My mother gave away her cook book, but later, she said that if she had known I was interested in those recipes, she would have kept the book or given it to me.  Years later, she bought me another copy of the book, but it was a revised edition and some of the recipes, including the tomato chutney recipe, had changed!  I prefer to use the original recipe.

Here's the original recipe as I copied it:

"Grind 1 oz. dry chillies, 1 oz. mustard seeds, 1/2 oz. garlic and 1/2 oz. green ginger with some vinegar from 1/2 bottle vinegar; scald 1 lb. ripe tomatoes and peel and slice.  Add the remainder of the vinegar and boil until the fruit is soft.  Add 3/4 lb. sugar, the ground ingredients and salt and boil gently till of a good consistency for chutney."

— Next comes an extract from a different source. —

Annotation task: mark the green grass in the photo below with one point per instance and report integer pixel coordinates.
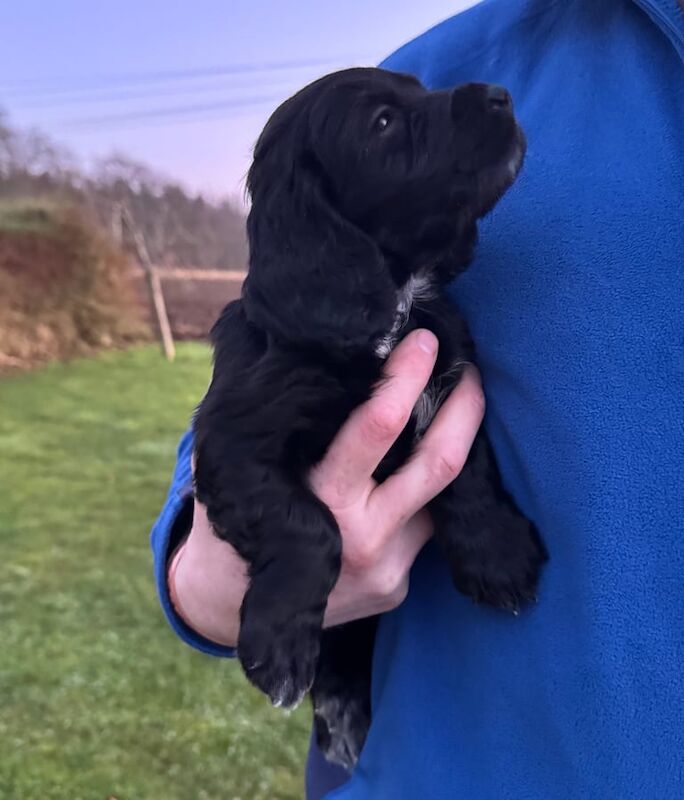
(97, 696)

The revised recipe in the newer edition of the cook book omits the mustard seeds, calls for 1 lb. sugar and 1/4 bottle vinegar. 

First, I prepared the tomatoes to be scalded and peeled by cutting an X at the bottom of each one:

The Prepared Tomatoes and other Ingredients

 The tomatoes were scalded by dipping in boiling water briefly and then taking them out:

Scalding the Tomatoes

Scalding makes it easy to peel; the skin splits from where the X was cut and curls back:

Scalded Tomatoes

 The peeled tomatoes:

Peeled Tomatoes

And then, I peeled and cut the ginger and garlic:

Ginger (at the back) and Garlic (in front)
The chopped ginger and garlic were ground in a blender, with mustard seeds and vinegar; cutting the ginger and garlic into small pieces help in the grinding process.  I used chilli powder, instead of the whole dry chillies called for in the recipe, because it's easier.  After that, the peeled tomatoes were diced:

Peeled Diced Tomatoes (the ground garlic/ginger/mustard seed mixture in small bowl)

The diced tomatoes are added to a big pan with the rest of the vinegar:

Tomato and Vinegar Mixture
This was boiled for about an hour, and then, the other ingredients added and boiled longer.

After All Ingredients Added
Chutney is cooked until it reduces and the thickens.  This process can take quite some time; today, with 8 lbs. of tomato, it took over 3 hours.  It needs to be stirred to make sure it doesn't scorch.

Just About Ready (it looks brown, but the actual color is a deep red)
In the meantime, I washed and sterilized the jars I was going to use to bottle up the chutney.  I used an assortment of recycled jars:

Jars of Chutney

16 assorted jars of chutney cooling on the counter.  Some will be given as gifts.  The rest will be for daughter and me.  The chutney is spicy, sweet, and slightly acidic.  

I've made chutney with other fruits, but tomato chutney remains a favorite with both daughter and me. 


  1. BLess, how wonderful that you have your mom's recipe.. I love the old recipes.. Thank you so much for sharing..I am going to try making this..Sounds so good. I do a squash chow chow..[Sounds similar to this..].
    My son and daughter are 38 and 42 yrs old, When each of them got married, I took a book and wrote recipes that I made frequently [even the simple things], and gave to each. My daughter in law said, she loved it, and used it, so she could make the things Gary was use to having at home. and my daughter uses hers.. I think I will follow the tradition with my grandchildren too.

    1. Judy, that's a great idea to give each child/grandchild a copy of the old family favorite recipes. I think I need to copy out the recipes I keep returning to, time after time and give them to daughter. If you do make the tomato chutney, feel free to reduce the amount of chilli to 1/2 oz. per 1 lb. tomato, unless you don't mind hot (spicy) food.

    2. BLess, I made the tomato chutney.. we both love it.. I did reduce the chili.. thanks for sharing.

    3. Judy, I'm so happy to hear that you made it and liked it! Yes, adjust the chili to your taste. And, since you have peaches from your tree, you can substitute peaches for tomatoes and follow this same recipe for peach chutney! I did that, one year, and everyone I gave a jar of it to, raved about it. :)

  2. I've never had tomato chutney, but this really sounds good, Bless! When my parents passed away, I made cookbooks for each of my brothers that contained family favorite recipes. It's nice to carry on food traditions. Thanks for sharing!

    1. Carolyn, tomato chutney is not very common and generally not available commercially. Mango chutney is most common and can be bought from most Asian stores.